Когда мы поднимались на крыльцо, я спросила его, зачем он солгал Генриху. Он промолчал.

Впервые за много лет мы спали отдельно, а рано утром он пришёл ко мне и сказал: «Таша, ты никуда не уедешь». Убедившись, что я его слышу, он ушёл, оставив меня со моими сомнениями.

Как хорошо он меня знает! Я всю ночь не спала. Я хотела забрать детей и уехать к сестре. Оттуда поехать в Бригах и спуститься в этот чёртов подвал. Постоять у решётки и вернуть утраченное равновесие.

Только там я понимала, где моё истинное место. Там, где дети. Их я не могла забрать с собой, а жизни без них не представляла. Они намертво приковали меня к этому времени. Да и свой выбор я сделала давно. Если бы в моей жизни не стало Герарда, я бы смогла это пережить. Тяжело, болезненно, но пережила бы, смирилась. А вот без детей…

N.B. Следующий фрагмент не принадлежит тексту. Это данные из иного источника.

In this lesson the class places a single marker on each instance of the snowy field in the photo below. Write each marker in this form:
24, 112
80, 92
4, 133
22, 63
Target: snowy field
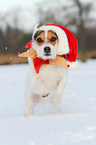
76, 125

Так уже было, когда ушёл Шамси.

Я помню, как стояла у решётки, зарёванная и опустошённая, бессмысленно глядя на ступеньки, обнажающиеся от чёрной воды, быстро уходящей в никуда. Я видела мокрую крысу, прыгающую по этим ступенькам с большой рыбиной в пасти, и её вид впервые не вызвал во мне брезгливости.

Уход эксиленца стал для меня неожиданным минутным прозрением, когда мне показалось, что я выбрала не того мужчину. И его уход я пережила тяжело. Часто вспоминаю о нём и гадаю, что с ним стало в новом для него мире? Жив ли он? Нашёл ли то, что искал? Вернётся ли? Ведь Яробор смог вернуться, значит, и Шамси сможет. Он бы в два счёта разогнал тучи, которые нависли над моей семьёй. Он бы нашёл интриганов.

Мне хочется, чтобы он вернулся».

Читать дальше Ольга уже не могла. Резь в глазах усилилась. Через призму слёз буквы — и так едва различимые — слились в сплошной размытый голубой поток. Он закручивался в спираль, беснуясь и издеваясь.